AbstractCommunity case management services provide targeted care to patients with long term health conditions (LTCs) and complex needs, at high risk of adverse events such as emergency hospital admissions. However, there is no standardised evidence informed programme for providing such care, including for patient monitoring. The complexity of older patients, those most likely to have multiple LTCs, and who often present with frailty and atypical symptoms, enhance the difficulty of on-going monitoring and targeting of care. There is an established relationship between ageing and LTCs, frailty and muscle strength, and function and service use, suggesting that muscle strength may be a useful aid to monitoring. Whilst muscle strength is a known indicator for future health, it is not known whether monitoring it is feasible or useful as a short term indicator in older people, especially those at high risk of adverse events. Patients are initially identified for case management by predictive modelling and/or clinical judgement, but little is known about the patients who go on to receive such care. The feasibility and usefulness of routine measures of muscle strength to help clinicians provide timely interventions were investigated alongside case management patients’ health, functional and physical status.

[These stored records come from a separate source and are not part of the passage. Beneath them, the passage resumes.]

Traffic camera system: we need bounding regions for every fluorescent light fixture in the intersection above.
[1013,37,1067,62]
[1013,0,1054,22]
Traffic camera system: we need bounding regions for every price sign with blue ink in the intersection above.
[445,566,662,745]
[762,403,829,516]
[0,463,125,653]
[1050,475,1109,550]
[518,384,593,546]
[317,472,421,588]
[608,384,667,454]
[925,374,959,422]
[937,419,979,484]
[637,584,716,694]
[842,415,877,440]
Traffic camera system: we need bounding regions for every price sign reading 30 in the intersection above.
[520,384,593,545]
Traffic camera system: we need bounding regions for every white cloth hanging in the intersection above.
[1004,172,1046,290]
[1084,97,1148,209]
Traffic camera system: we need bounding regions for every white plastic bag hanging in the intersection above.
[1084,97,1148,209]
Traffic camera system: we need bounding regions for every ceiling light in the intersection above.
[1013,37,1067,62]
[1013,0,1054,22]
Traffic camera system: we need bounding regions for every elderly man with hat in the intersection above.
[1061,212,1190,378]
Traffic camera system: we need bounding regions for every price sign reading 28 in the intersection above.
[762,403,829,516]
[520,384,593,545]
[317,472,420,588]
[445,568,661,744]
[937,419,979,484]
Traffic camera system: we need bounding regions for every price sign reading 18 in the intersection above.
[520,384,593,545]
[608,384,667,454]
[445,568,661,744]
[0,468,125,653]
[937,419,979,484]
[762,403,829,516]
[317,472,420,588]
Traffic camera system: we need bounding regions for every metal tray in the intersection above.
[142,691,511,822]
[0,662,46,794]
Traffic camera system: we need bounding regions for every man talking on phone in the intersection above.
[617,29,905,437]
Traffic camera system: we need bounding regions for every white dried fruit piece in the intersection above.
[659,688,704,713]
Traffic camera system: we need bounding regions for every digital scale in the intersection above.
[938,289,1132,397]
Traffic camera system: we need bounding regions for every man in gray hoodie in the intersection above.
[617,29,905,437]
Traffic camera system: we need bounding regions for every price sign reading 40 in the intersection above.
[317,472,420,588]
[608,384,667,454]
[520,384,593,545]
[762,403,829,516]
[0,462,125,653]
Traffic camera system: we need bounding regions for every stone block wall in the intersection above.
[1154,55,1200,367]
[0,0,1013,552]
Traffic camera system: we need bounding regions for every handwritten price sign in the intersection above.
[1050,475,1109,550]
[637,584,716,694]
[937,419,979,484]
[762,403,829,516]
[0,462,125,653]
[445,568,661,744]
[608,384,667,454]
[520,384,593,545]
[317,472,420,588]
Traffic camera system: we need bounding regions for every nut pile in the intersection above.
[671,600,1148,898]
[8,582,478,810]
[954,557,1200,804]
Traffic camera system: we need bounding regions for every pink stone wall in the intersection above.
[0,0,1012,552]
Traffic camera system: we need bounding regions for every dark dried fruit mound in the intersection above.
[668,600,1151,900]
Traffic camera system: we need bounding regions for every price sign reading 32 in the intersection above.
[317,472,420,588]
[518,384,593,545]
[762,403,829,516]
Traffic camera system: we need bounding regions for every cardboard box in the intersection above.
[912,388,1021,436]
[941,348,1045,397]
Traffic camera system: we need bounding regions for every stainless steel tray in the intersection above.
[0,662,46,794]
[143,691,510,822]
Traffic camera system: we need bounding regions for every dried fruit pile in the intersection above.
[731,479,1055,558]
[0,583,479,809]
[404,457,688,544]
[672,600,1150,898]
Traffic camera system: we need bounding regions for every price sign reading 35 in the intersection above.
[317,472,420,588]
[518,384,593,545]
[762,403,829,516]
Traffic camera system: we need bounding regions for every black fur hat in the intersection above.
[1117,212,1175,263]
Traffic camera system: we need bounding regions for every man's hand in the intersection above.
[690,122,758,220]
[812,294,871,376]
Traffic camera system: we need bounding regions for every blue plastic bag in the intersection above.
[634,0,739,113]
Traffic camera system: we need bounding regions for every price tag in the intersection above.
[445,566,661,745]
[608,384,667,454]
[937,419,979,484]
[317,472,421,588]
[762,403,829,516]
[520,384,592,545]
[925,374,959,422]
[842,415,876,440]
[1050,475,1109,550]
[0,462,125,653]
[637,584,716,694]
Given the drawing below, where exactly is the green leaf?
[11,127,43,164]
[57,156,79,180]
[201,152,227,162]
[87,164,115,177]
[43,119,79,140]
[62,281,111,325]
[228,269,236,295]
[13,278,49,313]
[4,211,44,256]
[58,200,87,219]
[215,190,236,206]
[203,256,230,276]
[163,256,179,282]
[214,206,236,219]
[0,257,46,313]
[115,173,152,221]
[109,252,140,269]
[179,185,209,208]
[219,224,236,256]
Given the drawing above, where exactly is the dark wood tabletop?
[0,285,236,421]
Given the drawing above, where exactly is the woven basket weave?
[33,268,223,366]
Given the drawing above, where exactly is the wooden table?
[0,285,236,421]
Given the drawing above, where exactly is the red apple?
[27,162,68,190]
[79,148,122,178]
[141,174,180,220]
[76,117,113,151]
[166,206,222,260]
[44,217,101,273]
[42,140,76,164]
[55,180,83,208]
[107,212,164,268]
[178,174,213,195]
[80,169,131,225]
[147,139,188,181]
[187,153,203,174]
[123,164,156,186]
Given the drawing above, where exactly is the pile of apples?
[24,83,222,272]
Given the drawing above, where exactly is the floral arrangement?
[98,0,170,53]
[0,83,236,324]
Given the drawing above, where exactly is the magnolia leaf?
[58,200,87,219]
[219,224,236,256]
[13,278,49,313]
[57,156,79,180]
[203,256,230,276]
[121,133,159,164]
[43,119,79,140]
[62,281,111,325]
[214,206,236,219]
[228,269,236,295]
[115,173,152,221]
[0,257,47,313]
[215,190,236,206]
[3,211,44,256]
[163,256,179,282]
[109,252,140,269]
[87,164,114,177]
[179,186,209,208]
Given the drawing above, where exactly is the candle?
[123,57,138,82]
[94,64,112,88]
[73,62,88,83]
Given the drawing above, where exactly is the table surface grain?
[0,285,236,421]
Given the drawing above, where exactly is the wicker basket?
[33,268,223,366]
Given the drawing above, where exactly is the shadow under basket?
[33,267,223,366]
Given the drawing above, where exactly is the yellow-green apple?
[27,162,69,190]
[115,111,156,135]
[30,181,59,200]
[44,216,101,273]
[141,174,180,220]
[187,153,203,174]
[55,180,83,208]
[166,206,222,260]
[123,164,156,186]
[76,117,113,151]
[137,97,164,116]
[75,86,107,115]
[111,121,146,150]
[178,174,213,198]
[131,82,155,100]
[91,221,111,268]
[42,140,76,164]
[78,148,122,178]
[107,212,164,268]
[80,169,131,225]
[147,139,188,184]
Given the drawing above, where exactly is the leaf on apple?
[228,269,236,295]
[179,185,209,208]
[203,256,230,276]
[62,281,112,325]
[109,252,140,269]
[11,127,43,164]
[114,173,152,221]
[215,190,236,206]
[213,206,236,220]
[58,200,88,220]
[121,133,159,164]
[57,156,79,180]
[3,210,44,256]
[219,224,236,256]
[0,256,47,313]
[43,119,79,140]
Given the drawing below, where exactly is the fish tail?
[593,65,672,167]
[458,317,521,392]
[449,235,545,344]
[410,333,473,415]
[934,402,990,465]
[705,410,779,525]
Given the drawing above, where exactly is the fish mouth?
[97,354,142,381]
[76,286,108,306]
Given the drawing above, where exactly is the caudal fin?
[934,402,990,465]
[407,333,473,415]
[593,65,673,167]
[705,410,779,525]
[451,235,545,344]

An initial pilot study in healthy older adults (n=21) investigated four portable measures of strength, grip strength, sniff nasal inspiratory pressure (SNIP), peak inspiratory flow (PIF) and peak expiratory flow (PEF), and confirmed, via the collection of repeated measures at two time points one week apart, the reliability and acceptability of all but SNIP. A follow on feasibility study explored the acceptability and stability of the three successfully piloted measures in case management patients (n=8) and clinicians (n=5) via researcher administered questionnaire, with the reliability and stability of the measures assessed using a variety of statistical tests including intra-class correlation coefficients and Bland-Altman plots, on data collected over a maximum 7 week period. Concurrently measures of physical and functional ability and health were conducted. A third study analysed routine primary and secondary care case management patient data (n=101), allowing the development of a health and demographic profile of patients, including an assessment of frailty.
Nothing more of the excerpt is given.